World Bank approves USD 1.5 billion for India’s green energy transition

Representative image. (Photo Credit: Unsplash)

The World Bank has made a significant commitment to accelerating India’s transition to low-carbon energy sources by approving USD 1.5 billion in funding for a second initiative. This substantial financial support underscores the urgency and importance of addressing climate change while promoting sustainable economic growth in rapidly developing nations.

This initiative is part of a broader global effort to combat climate change and align with the objectives set forth in the Paris Agreement. As countries worldwide strive to meet their commitments to reduce greenhouse gas emissions and shift towards cleaner energy sources, India’s progress in this area is particularly crucial given its size, population, and growing energy needs.

The World Bank’s funding will be strategically allocated to three primary areas of focus:

1. Green Hydrogen Development: A significant portion of the funds will be directed towards fostering a robust market for green hydrogen. This clean fuel, produced using renewable energy sources, has immense potential to revolutionise various sectors, including transportation and industrial processes. By investing in green hydrogen infrastructure and technology, India can position itself at the forefront of this emerging field.

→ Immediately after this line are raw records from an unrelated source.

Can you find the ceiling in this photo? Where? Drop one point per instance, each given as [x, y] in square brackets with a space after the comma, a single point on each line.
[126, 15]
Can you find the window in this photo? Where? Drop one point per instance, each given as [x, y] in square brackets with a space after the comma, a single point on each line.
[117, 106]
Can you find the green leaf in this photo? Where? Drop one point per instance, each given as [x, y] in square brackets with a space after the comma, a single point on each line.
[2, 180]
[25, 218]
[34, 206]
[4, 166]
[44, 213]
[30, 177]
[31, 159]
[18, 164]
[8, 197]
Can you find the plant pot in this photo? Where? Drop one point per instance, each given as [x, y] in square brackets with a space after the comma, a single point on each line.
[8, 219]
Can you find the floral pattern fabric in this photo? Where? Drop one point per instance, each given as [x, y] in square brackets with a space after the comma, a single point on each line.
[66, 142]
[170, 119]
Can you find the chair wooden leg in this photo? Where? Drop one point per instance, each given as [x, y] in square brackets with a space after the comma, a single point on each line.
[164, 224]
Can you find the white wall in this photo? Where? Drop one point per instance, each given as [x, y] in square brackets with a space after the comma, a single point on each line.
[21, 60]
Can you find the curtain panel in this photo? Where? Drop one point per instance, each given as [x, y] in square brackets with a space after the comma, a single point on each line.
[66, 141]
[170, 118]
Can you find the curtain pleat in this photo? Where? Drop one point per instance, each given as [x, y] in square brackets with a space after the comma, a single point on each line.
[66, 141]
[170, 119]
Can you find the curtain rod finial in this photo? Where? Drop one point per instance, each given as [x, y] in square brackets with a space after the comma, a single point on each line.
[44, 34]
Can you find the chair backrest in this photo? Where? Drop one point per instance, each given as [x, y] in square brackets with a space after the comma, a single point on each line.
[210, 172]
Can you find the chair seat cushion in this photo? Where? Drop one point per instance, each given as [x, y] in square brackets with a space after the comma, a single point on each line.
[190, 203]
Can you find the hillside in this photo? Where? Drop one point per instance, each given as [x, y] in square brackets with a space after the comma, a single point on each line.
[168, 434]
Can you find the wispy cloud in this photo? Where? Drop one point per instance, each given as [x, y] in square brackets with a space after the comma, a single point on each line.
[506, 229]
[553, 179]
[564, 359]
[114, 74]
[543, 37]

2. Expansion of Renewable Energy: Building upon existing efforts, the funding will support the continued scaling up of renewable energy sources, with a particular emphasis on solar and wind power. This expansion is critical for reducing India’s dependence on fossil fuels and decreasing its carbon footprint.

3. Stimulating Private Sector Investment: Recognising the importance of private sector participation in driving the low-carbon transition, the World Bank’s funding will aim to catalyse additional investment in low-carbon energy projects. This approach can help leverage public funds to attract significantly more private capital, accelerating the pace of change.

This latest funding initiative is the second in a series of two similar-sized operations. The first, known as the Second Low-Carbon Energy Programmatic Development Policy Operation, laid the groundwork for this follow-up effort.

To provide context, it’s worth noting that the World Bank approved the initial USD 1.5 billion First Low-Carbon Energy Programmatic Development Policy Operation in June 2023. This earlier operation supported several key initiatives:

1. It waived transmission charges for renewable energy in green hydrogen projects, enhancing their economic viability and attractiveness to investors.

2. It established a clear roadmap for launching 50 GW of renewable energy tenders annually, providing a stable and predictable pipeline for renewable energy projects.

3. It created a legal framework for a national carbon credit market, which can incentivise emissions reductions across various sectors of the Indian economy.

The reforms supported by this latest operation are expected to yield significant and measurable outcomes:

1. From the fiscal year 2025-2026 onwards, it is projected that at least 450,000 metric tons of green hydrogen will be produced annually.

2. Starting in the same fiscal year, there are plans to install 1,500 MW of electrolysers annually, which are crucial for green hydrogen production.

3. A substantial increase in renewable energy capacity is anticipated, though specific targets are not mentioned in the given information.

4. The initiative aims to support emissions reductions of 50 million tons per year, a significant contribution to India’s climate goals.

Moreover, this operation will bolster efforts to expand India’s carbon credit market. This market-based mechanism can provide financial incentives for reducing emissions across various sectors of the Indian economy, from industry to agriculture. By creating a robust carbon trading system, India can align economic incentives with environmental goals, potentially accelerating the transition to a low-carbon economy.

This USD 1.5 billion funding approval by the World Bank represents a substantial and strategic investment in India’s low-carbon future. By focusing on key areas such as green hydrogen, renewable energy expansion, and private sector engagement, this initiative has the potential to significantly accelerate India’s transition to cleaner energy sources.

The expected outcomes, including increased green hydrogen production, expanded renewable energy capacity, and substantial emissions reductions, underscore the transformative potential of this funding. As India continues to grow and develop, such initiatives will be crucial in ensuring that this growth is sustainable and aligned with global climate objectives.